From: Brendan Eich <brendan@mozilla.com>
Date: Sun, 19 Feb 2012 11:49:26 -0800
Message-ID: <4F415246.3060108@mozilla.com>
To: "Mark S. Miller" <erights@google.com>
CC: es-discuss <es-discuss@mozilla.org>, "public-script-coord@w3.org" <public-script-coord@w3.org>, mranney@voxer.com
Mark S. Miller wrote:
> On Sun, Feb 19, 2012 at 12:33 AM, Brendan Eich <brendan@mozilla.com 
> <mailto:brendan@mozilla.com>> wrote:
> [...]
>     Why the global object? Because for many VMs, each global has its
>     own heap or sub-heap ("compartment"), and all references outside
>     that heap are to local proxies that copy from, or in the case of
>     immutable data, reference the remote heap. 
> [...]
> Is this true for same origin iframes? I have always assumed that 
> mixing heaps between same origin iframes results in unmediated direct 
> object-to-object access.
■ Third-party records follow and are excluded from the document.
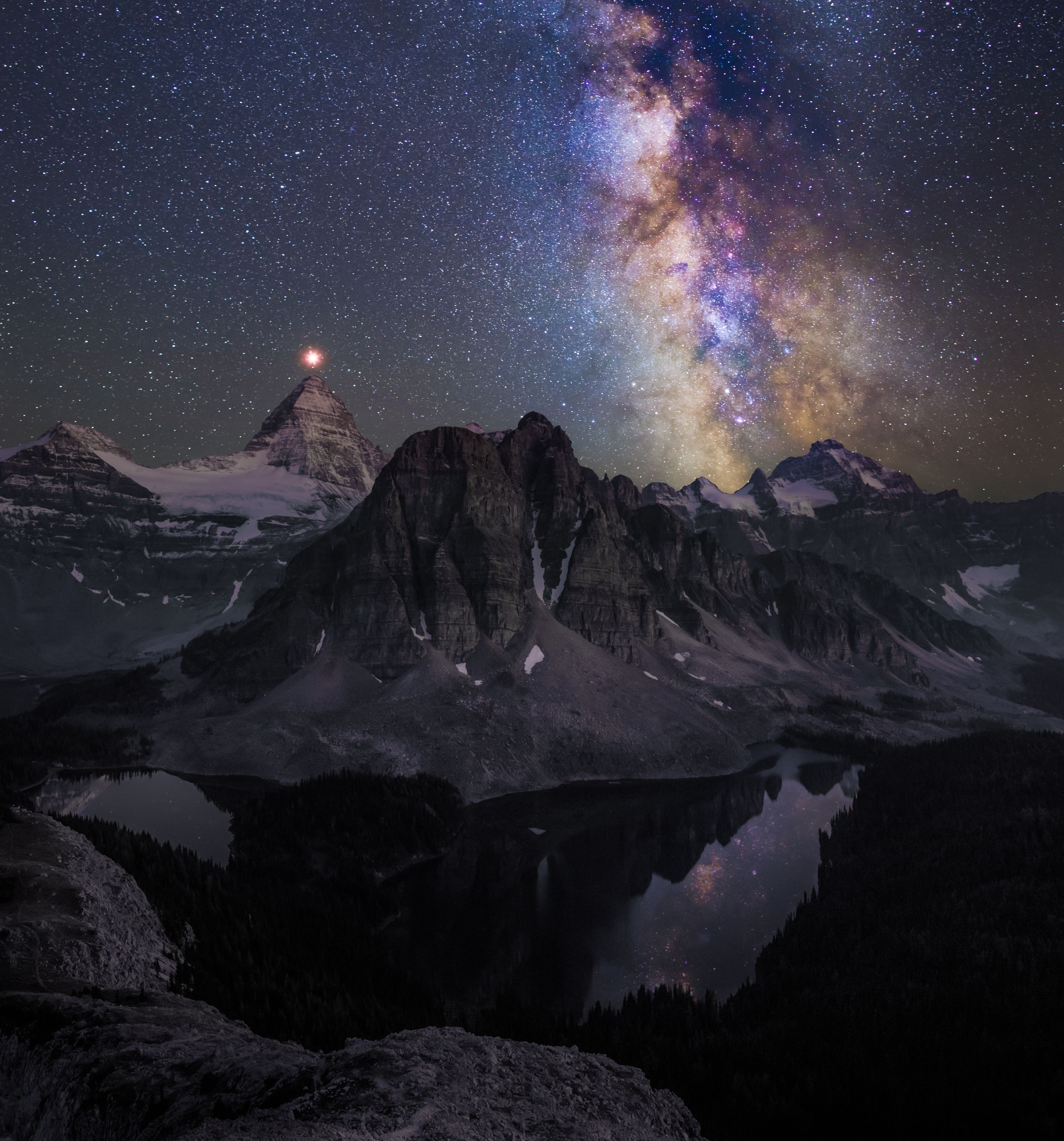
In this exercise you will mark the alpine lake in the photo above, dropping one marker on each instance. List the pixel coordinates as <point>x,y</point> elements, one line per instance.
<point>569,896</point>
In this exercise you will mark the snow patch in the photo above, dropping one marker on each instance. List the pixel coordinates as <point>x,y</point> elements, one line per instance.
<point>980,580</point>
<point>245,532</point>
<point>236,592</point>
<point>955,602</point>
<point>802,497</point>
<point>556,594</point>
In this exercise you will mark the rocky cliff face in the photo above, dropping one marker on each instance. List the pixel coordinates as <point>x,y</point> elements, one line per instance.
<point>132,1062</point>
<point>70,918</point>
<point>161,1066</point>
<point>501,615</point>
<point>994,565</point>
<point>457,531</point>
<point>105,563</point>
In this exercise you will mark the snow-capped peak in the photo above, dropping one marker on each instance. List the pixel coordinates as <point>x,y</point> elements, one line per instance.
<point>309,434</point>
<point>829,469</point>
<point>68,441</point>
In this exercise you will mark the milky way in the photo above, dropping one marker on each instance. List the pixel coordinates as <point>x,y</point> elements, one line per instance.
<point>699,235</point>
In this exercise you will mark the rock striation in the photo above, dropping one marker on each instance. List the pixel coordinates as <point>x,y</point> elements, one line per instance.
<point>105,563</point>
<point>133,1062</point>
<point>457,530</point>
<point>995,565</point>
<point>159,1066</point>
<point>500,615</point>
<point>70,918</point>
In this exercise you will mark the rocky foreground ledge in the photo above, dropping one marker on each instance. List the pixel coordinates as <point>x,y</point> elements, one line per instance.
<point>145,1064</point>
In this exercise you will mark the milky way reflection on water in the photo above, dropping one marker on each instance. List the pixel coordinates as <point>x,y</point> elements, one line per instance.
<point>585,893</point>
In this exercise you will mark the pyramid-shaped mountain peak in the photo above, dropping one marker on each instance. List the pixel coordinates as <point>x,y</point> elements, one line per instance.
<point>69,441</point>
<point>829,463</point>
<point>313,434</point>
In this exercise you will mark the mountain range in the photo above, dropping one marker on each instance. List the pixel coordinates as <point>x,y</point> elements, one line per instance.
<point>106,563</point>
<point>483,606</point>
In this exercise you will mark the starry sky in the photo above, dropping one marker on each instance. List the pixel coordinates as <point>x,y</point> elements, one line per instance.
<point>699,235</point>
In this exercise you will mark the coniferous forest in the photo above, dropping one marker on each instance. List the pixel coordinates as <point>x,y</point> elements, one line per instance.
<point>922,986</point>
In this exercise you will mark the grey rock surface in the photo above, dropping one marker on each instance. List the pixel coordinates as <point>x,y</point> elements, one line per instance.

If these are already mediated, what was the 
> issue that drove us to that?

Not all engines mediate cross-same-origin-window accesses. I hear IE9+ 
may, indeed rumor is it remotes to another process sometimes (breaking 
run-to-completion a bit; something we should explore breaking in the 
future for window=vat). SpiderMonkey just recently (not sure if this is 
in a Firefox channel yet) went to compartment per global, for good 
savings once things were refactored to maximize sharing of internal 

My R2 resolution is not specific to any engine, but I have hopes it can 
be accepted. It is concrete enough to help overcome large-yet-vague 
doubts about implementation impact (at least IMHO). Recall that 
document.domain setting may have to split a merged same-origin 
window/frame graph, at any time. Again implementation solutions vary, 
but this suggests cross-window mediation can be interposed lazily.

Another point: HTML5 WindowProxy (vs. Window, the global object on the 
scope chain) exists to solve navigation-away-from-same-origin security 
problems. Any JS that passes strings from one window to another must be 
using a WindowProxy to reference the other. There's a mediation point too.